Erkenci Hacı Bakkal, dükkânının kepenklerini henüz açmaktayken bile söylenirdi. “Yine geç kaldın” derdi. “Bu gidişle öbür fırınla çalışacağım.” Bir şeyler diyemezdim ona. Bana yardım eder. Ağır sepeti başımdan alır, kendisine ayrılmış pideleri “Bu yanmış, bu hamur kalmış” bahaneleri arasında tek tek sayar, sonra sepeti tekrar başıma kordu.

Hacı Bakkal'dan ayrılınca sırada kimin olduğunu bilirdim. Son uğrayacağım yer Bakkal Nazım'dı. İçimden dua ederdim. İnşallah dükkanı bugün de kızı açmıştır diye.

Adı Hülya idi.

Kıvır kıvır sarı saçları omuzlarını örterdi. Sınıfımdaki kızlara hiç benzemezdi. Ekmekleri sayarken durup durup bana bakardı. Sayıyı şaşırır, bir daha sayardı.

“Bu kez ben sayayım” derdim.

Ben de şaşırırdım.

Bu kez o sayardı.

İşte ustalar, “Bakkallara dağıttığın ekmeklerin hesabını iyi yaptın mı?” diye her

soruşlarında aklıma Hülya gelirdi.

Hülya'nın ekmekleri...

Dağıtım işi bitince, seleyi fırına bırakır, yevmiyemi alır, hesabı babama verir okula koşardım.

Yol boyu paramı yeniden yeniden sayar, her defasında da geç kalırdım.

Her gün azar işitir, tokat yerdim okulda.
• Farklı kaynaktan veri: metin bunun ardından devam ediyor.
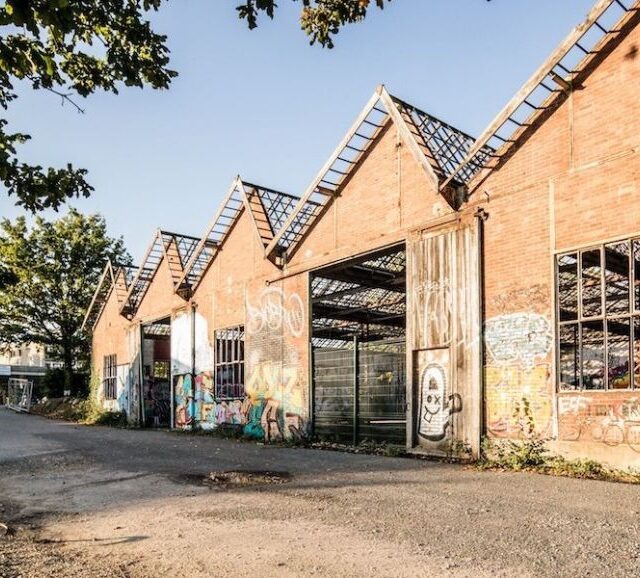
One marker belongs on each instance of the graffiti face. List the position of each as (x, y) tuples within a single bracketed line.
[(436, 408), (276, 311), (520, 338)]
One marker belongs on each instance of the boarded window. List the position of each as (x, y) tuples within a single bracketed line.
[(229, 363), (110, 377)]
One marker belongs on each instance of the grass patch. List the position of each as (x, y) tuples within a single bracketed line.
[(530, 453), (82, 411)]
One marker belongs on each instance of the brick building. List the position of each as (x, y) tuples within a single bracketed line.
[(425, 289)]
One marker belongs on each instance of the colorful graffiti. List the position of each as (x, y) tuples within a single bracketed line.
[(260, 414), (518, 346), (436, 407), (506, 386), (613, 422), (276, 311)]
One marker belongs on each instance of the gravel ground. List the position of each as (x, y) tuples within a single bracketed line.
[(92, 502)]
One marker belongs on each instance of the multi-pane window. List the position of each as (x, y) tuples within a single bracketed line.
[(229, 363), (110, 377), (599, 317)]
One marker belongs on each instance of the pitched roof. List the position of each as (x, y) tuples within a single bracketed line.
[(268, 209), (176, 248), (114, 278), (552, 82), (437, 146)]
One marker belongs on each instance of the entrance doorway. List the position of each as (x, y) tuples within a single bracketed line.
[(156, 373), (358, 348)]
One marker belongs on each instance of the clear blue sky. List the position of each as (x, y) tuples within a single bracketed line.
[(270, 107)]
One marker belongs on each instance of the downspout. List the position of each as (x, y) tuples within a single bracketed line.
[(193, 366), (141, 373), (481, 216)]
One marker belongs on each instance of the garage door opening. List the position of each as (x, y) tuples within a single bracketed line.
[(358, 349), (156, 373)]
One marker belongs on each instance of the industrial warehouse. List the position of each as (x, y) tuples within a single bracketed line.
[(427, 289)]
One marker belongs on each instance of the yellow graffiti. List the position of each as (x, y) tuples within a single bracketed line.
[(505, 389), (270, 380)]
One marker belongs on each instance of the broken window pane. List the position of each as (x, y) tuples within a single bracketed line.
[(568, 287), (591, 283), (636, 351), (593, 362), (569, 357), (618, 352), (636, 267), (617, 277)]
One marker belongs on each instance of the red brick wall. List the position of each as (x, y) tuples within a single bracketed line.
[(575, 182)]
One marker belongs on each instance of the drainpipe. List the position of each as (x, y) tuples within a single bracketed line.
[(356, 408), (481, 216), (141, 373), (193, 365)]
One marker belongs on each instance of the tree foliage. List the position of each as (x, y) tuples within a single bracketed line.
[(71, 47), (321, 20), (54, 268)]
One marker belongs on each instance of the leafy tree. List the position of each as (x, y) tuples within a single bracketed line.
[(55, 267), (71, 48), (320, 19)]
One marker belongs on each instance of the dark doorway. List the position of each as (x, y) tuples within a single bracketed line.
[(358, 348), (156, 373)]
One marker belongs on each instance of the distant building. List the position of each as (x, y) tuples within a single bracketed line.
[(427, 289), (28, 361)]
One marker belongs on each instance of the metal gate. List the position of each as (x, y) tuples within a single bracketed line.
[(360, 392)]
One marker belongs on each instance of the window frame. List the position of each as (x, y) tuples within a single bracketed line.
[(110, 377), (236, 347), (632, 315)]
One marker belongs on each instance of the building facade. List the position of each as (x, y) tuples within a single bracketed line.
[(427, 289)]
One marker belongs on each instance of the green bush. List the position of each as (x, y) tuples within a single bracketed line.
[(52, 384)]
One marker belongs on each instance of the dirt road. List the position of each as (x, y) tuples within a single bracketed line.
[(90, 501)]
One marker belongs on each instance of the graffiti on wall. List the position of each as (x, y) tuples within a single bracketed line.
[(506, 386), (275, 329), (518, 346), (518, 338), (434, 303), (276, 311), (275, 402), (613, 422), (436, 405)]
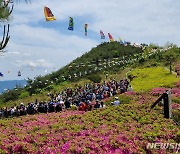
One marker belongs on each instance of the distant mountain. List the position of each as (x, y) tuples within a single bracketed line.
[(11, 84)]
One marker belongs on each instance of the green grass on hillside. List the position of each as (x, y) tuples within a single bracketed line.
[(149, 78)]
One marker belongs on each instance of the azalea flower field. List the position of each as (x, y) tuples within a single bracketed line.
[(127, 128)]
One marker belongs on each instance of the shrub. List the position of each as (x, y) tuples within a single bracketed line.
[(95, 78), (158, 91), (24, 94)]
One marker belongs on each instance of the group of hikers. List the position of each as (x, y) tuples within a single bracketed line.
[(81, 98)]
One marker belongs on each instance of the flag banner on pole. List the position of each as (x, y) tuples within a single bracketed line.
[(85, 28), (121, 41), (71, 24), (110, 37), (48, 14), (19, 73), (102, 34)]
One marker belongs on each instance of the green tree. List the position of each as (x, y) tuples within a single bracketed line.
[(170, 57)]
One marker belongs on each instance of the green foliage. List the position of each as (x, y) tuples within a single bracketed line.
[(23, 94), (149, 78), (95, 78), (170, 57)]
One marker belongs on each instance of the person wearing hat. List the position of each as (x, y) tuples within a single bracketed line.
[(116, 102)]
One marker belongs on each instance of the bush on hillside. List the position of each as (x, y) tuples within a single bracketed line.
[(24, 94), (95, 78)]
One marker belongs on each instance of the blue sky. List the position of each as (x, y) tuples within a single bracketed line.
[(38, 47)]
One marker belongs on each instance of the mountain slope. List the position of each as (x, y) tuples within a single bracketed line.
[(5, 85)]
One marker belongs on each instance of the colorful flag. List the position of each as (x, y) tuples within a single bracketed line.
[(1, 74), (102, 34), (48, 14), (85, 28), (110, 37), (125, 43), (19, 73), (121, 41), (71, 24)]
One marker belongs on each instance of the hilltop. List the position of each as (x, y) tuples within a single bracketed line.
[(107, 60), (127, 128)]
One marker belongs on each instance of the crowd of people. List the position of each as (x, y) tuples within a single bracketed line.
[(81, 98)]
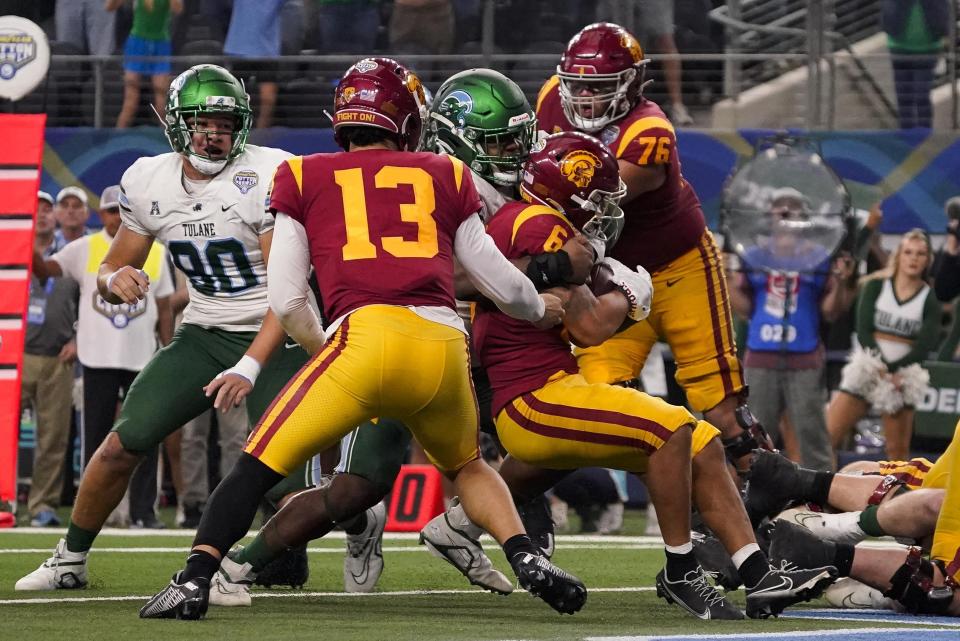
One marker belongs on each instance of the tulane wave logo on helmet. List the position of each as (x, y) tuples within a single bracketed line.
[(457, 106), (579, 167)]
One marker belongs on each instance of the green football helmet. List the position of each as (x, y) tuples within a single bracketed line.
[(482, 117), (208, 90)]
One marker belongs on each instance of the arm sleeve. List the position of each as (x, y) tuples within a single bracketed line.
[(493, 275), (946, 283), (70, 259), (285, 194), (927, 339), (287, 288), (866, 305), (128, 212)]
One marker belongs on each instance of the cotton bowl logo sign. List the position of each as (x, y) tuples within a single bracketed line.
[(24, 56)]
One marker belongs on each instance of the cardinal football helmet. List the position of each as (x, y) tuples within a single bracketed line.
[(382, 93), (578, 176), (601, 76)]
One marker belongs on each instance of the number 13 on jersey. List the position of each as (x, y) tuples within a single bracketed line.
[(359, 245)]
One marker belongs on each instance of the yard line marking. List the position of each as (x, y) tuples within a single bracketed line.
[(326, 550), (837, 634), (339, 535), (298, 595)]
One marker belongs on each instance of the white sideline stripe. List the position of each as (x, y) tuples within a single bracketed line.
[(298, 595), (387, 536), (838, 632), (905, 619), (399, 548)]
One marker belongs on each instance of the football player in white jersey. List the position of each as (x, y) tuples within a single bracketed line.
[(205, 202)]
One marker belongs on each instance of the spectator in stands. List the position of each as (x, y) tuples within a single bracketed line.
[(898, 325), (254, 36), (915, 31), (422, 26), (348, 26), (146, 52), (652, 21), (114, 341), (784, 360), (946, 283), (87, 24), (49, 353), (71, 213)]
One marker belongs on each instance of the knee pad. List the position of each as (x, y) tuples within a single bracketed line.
[(912, 586), (888, 484)]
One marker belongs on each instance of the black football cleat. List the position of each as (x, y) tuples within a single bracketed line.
[(180, 600), (694, 594), (779, 589), (715, 561), (290, 568), (538, 522), (771, 485), (563, 592)]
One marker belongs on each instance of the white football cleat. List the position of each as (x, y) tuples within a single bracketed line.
[(838, 528), (850, 593), (230, 586), (64, 570), (451, 536), (363, 564)]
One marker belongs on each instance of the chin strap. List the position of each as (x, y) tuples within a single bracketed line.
[(751, 438)]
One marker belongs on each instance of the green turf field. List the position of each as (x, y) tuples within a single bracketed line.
[(418, 597)]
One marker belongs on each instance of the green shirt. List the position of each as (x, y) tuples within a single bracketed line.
[(151, 25), (915, 37)]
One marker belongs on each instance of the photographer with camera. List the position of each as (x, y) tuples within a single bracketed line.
[(946, 282)]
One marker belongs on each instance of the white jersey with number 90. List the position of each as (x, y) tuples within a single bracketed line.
[(213, 233)]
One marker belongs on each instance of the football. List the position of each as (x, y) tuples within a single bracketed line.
[(602, 279)]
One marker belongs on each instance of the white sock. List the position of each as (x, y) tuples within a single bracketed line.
[(744, 553), (686, 548)]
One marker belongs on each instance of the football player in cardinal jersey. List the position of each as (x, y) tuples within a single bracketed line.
[(205, 202), (552, 421), (598, 89), (380, 224)]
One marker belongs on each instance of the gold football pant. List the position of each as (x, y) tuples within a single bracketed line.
[(382, 361), (569, 423), (691, 312)]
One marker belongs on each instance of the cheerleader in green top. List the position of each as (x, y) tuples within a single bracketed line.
[(898, 324)]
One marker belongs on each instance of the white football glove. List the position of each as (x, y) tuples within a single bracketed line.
[(635, 285)]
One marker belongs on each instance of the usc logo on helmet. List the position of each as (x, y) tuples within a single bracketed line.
[(630, 43), (347, 95), (579, 167)]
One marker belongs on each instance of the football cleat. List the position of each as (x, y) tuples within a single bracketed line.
[(715, 560), (230, 586), (794, 546), (771, 482), (451, 536), (187, 600), (779, 589), (290, 568), (563, 592), (850, 593), (694, 594), (363, 564), (64, 570), (839, 528), (537, 519)]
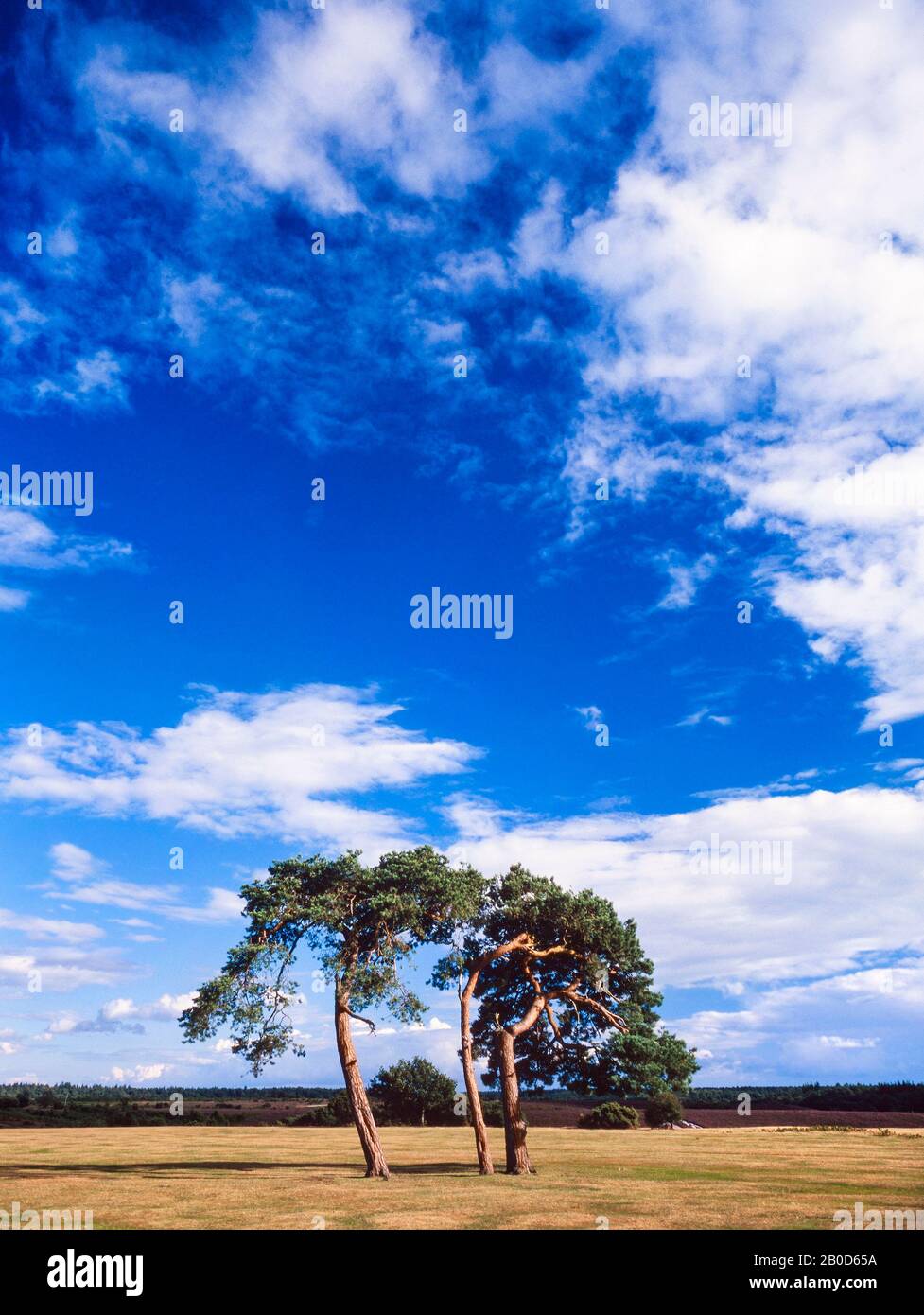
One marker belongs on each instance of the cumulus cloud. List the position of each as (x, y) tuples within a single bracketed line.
[(772, 295), (239, 764), (745, 890)]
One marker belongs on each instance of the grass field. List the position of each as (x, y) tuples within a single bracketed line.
[(313, 1177)]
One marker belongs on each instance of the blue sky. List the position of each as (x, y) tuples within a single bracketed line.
[(718, 333)]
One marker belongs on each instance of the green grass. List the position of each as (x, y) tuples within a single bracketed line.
[(269, 1177)]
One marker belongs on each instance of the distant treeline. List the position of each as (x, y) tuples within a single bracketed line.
[(96, 1092), (880, 1096), (894, 1096)]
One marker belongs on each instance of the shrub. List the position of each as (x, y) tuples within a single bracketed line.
[(493, 1113), (413, 1092), (663, 1109), (610, 1115)]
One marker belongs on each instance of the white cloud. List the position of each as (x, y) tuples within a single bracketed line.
[(87, 881), (239, 764), (140, 1073), (29, 543), (724, 249), (50, 929), (61, 968)]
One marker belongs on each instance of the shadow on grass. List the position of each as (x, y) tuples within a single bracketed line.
[(233, 1166)]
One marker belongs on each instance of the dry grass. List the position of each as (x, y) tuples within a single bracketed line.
[(310, 1177)]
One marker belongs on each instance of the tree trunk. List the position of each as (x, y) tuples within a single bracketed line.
[(514, 1125), (485, 1164), (359, 1101)]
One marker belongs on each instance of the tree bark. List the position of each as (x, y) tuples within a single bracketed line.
[(514, 1123), (485, 1164), (359, 1101)]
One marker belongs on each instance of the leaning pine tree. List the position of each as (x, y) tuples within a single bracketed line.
[(566, 995), (357, 923)]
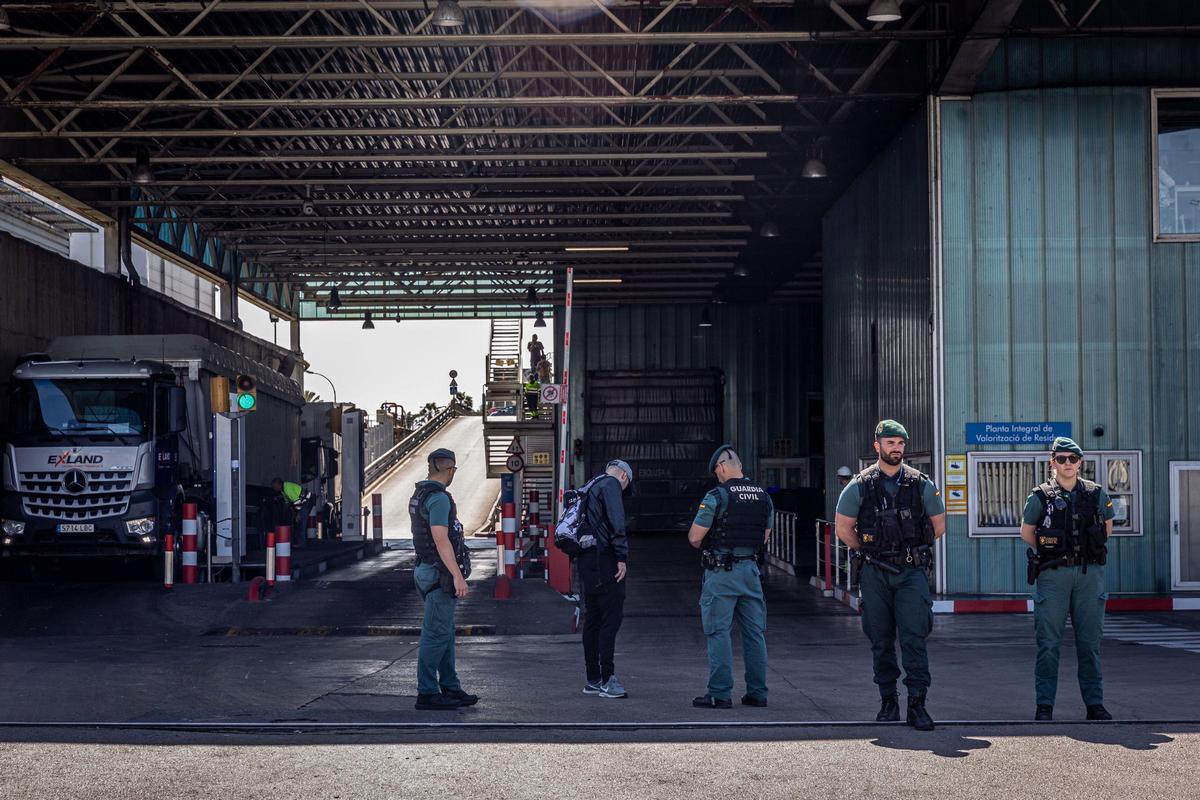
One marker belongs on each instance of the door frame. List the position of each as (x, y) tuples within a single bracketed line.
[(1177, 467)]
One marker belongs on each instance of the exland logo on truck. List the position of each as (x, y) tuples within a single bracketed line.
[(105, 450)]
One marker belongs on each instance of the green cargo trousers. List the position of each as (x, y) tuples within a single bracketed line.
[(1055, 594), (435, 655), (730, 594), (897, 603)]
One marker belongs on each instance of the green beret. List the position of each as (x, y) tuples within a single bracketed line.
[(717, 456), (891, 428), (1066, 444)]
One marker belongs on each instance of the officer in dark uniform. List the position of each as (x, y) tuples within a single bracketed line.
[(891, 515), (732, 524), (441, 557), (1068, 519)]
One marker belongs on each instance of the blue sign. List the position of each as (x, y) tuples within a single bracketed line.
[(1015, 433)]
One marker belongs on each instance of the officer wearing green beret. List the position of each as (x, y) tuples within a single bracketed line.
[(891, 515), (441, 559), (1067, 521), (731, 525)]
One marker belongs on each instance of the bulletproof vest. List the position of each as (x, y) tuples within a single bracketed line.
[(423, 533), (887, 525), (1073, 530), (745, 518)]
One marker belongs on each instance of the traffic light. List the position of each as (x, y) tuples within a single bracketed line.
[(247, 394)]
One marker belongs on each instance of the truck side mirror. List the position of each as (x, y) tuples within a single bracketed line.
[(177, 409)]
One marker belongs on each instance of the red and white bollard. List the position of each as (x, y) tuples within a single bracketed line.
[(270, 558), (168, 561), (191, 531), (377, 516), (283, 553)]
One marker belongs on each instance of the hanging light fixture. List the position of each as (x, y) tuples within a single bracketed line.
[(883, 11), (814, 167), (143, 175), (448, 14)]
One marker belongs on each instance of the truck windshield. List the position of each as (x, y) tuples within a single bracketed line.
[(93, 408)]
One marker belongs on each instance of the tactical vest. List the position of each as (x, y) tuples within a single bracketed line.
[(745, 518), (889, 527), (423, 533), (1072, 530)]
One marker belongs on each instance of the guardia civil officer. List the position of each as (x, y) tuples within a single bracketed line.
[(891, 515), (1068, 521), (438, 540), (731, 525)]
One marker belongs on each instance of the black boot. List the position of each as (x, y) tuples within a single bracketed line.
[(889, 709), (918, 717)]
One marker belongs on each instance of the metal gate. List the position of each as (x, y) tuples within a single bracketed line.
[(665, 423)]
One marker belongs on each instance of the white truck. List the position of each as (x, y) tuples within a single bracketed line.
[(109, 435)]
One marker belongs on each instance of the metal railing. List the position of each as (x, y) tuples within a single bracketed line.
[(379, 467), (833, 560)]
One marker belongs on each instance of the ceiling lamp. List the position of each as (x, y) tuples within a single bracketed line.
[(448, 14), (143, 175), (882, 11)]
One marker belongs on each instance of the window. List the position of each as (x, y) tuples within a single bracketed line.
[(1176, 120), (1000, 482)]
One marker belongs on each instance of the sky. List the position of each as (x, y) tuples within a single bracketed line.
[(405, 362)]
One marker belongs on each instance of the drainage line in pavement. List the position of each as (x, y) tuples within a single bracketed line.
[(316, 727)]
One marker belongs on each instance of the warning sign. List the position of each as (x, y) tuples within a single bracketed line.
[(957, 483)]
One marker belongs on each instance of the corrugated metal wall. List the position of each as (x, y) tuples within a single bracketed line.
[(769, 354), (877, 320), (1059, 305)]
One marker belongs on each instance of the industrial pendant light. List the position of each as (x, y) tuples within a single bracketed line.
[(143, 175), (883, 11), (448, 14)]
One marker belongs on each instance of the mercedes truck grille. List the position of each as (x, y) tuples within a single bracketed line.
[(76, 494)]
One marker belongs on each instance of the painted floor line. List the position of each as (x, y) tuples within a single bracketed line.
[(567, 726)]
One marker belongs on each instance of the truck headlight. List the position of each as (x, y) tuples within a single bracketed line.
[(139, 527)]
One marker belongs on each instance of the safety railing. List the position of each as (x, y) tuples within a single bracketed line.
[(834, 570), (379, 467)]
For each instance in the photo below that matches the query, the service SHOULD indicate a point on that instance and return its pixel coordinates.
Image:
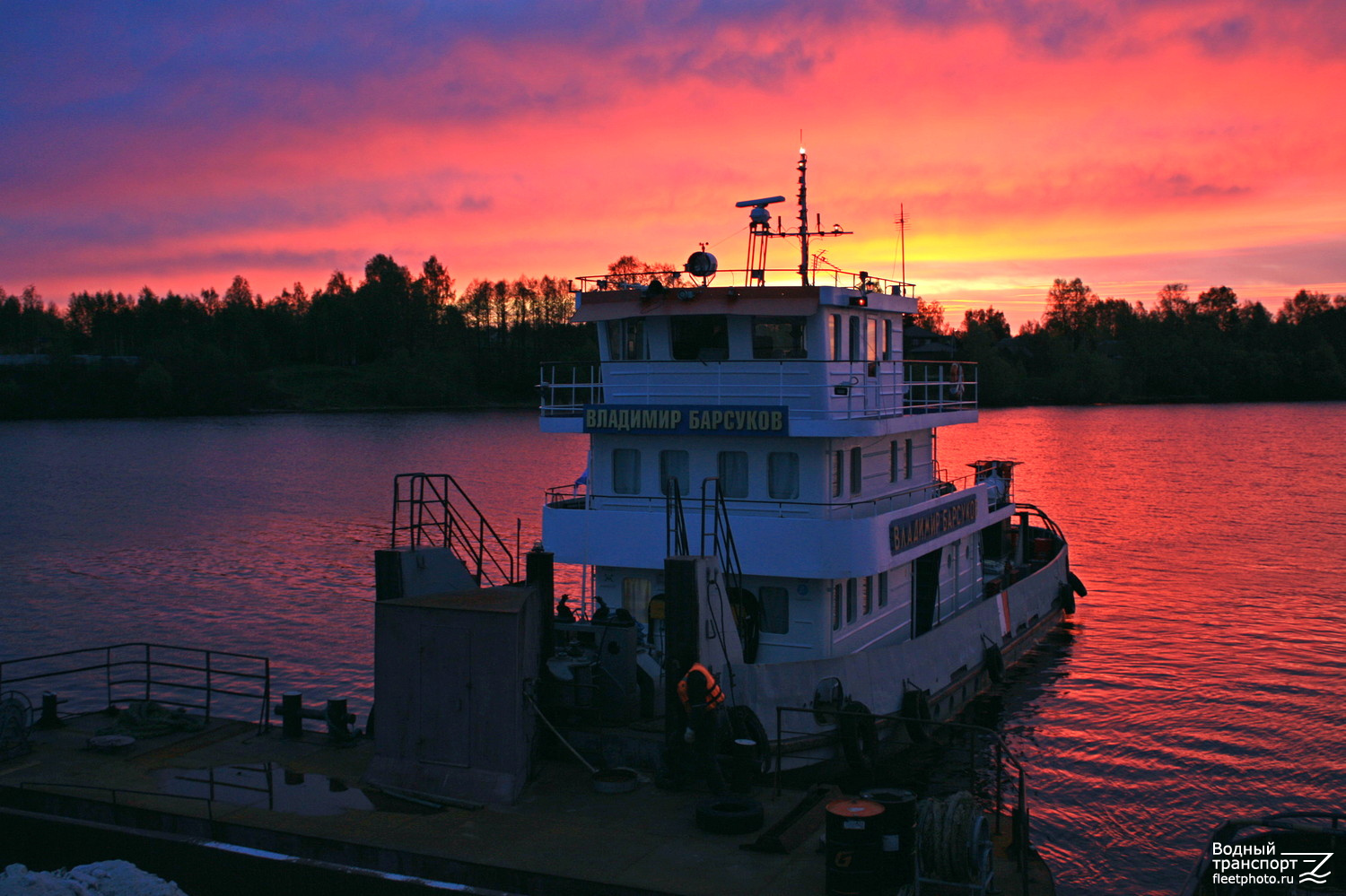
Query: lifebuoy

Bir gün yine sıkıştırdığında anlattım da baş muavine neden geç kaldığımı, durup dururken sevdi adam beni. “Babanla görüşeceğim çalıştırmasın seni” dedi. “Hah” dedim içimden “Amcam da öyle diyor zaten.” Bir de diyebilseydim Başmuavine; “öğretmenim, koca fırının bütün hesaplarını ben yapıyorum, ama matematikten hep zayıf alıyorum, niye ki?..”

Bir aklım Hülya'nın ekmeklerinde, bir aklım babam ve ortaklarının sorularında iken; “Şey” dedim onlara; “Şey!...” “Ne?..” diye sordular, üçü birden.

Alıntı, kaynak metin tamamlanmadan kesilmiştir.